You can consider most satellites to be in space, but in terms of the Earth's atmosphere, they occupy regions called the thermosphere and the exosphere. The layer through which a satellite orbits depends on the satellite's function and the kind of orbit it has. Since the launch of Sputnik in the 1950s, spacefaring countries have put thousands of satellites into orbit around the Earth and even other planets. They serve many different purposes, from complex space stations like the International Space Station to the Global Positioning System that helps you find your way home.

The thermosphere is a region of very high temperature that extends from the top of the mesosphere at around 85 kilometers (53 miles) up to 640 kilometers (400 miles) above the Earth's surface. It is called the thermosphere because temperatures can reach up to 1,500 degrees Celsius (2,732 degrees Fahrenheit). However, despite the high temperatures, the pressure is very low, so satellites don't suffer heat damage.

Above the thermosphere sits a final layer called the exosphere, which extends up to 10,000 kilometers (6,200 miles) above the Earth, depending on how it is defined. Some definitions of the exosphere include all space up until the point where atoms get knocked away by solar wind. No distinct upper boundary exists since the exosphere has no pressure and molecules float freely here. Eventually, the exosphere gives way to space outside of the Earth's influence.

The lowest-orbiting satellites occupy Low Earth Orbit, or LEO, which includes any orbit below 2,000 kilometers (1,243 miles). Satellites at this altitude circle the Earth very quickly and their orbits degrade faster, which means they eventually fall back to Earth if not kept up by thrusters. The International Space Station is in LEO and most satellites in LEO fly through the thermosphere, though those at the upper limit of LEO reach into the exosphere. Scientific research satellites are typically put into LEO so they can more closely monitor activities on Earth.

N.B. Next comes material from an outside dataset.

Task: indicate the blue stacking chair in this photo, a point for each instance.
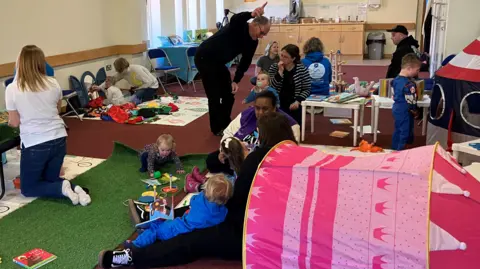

Satellites above LEO all orbit through the exosphere and can maintain their orbits for decades without adjustment. Weather and communication satellites occupy higher orbits because they need longer views of a given area of the planet to either carry transmissions or record data. At the top of High Earth Orbit is geosynchronous orbit. Any satellite here will have an orbital period the same as the Earth's. A special type of geosynchronous orbit is the geostationary orbit, which runs along the equator. This keeps the satellite at the same point in the sky throughout the entire orbit.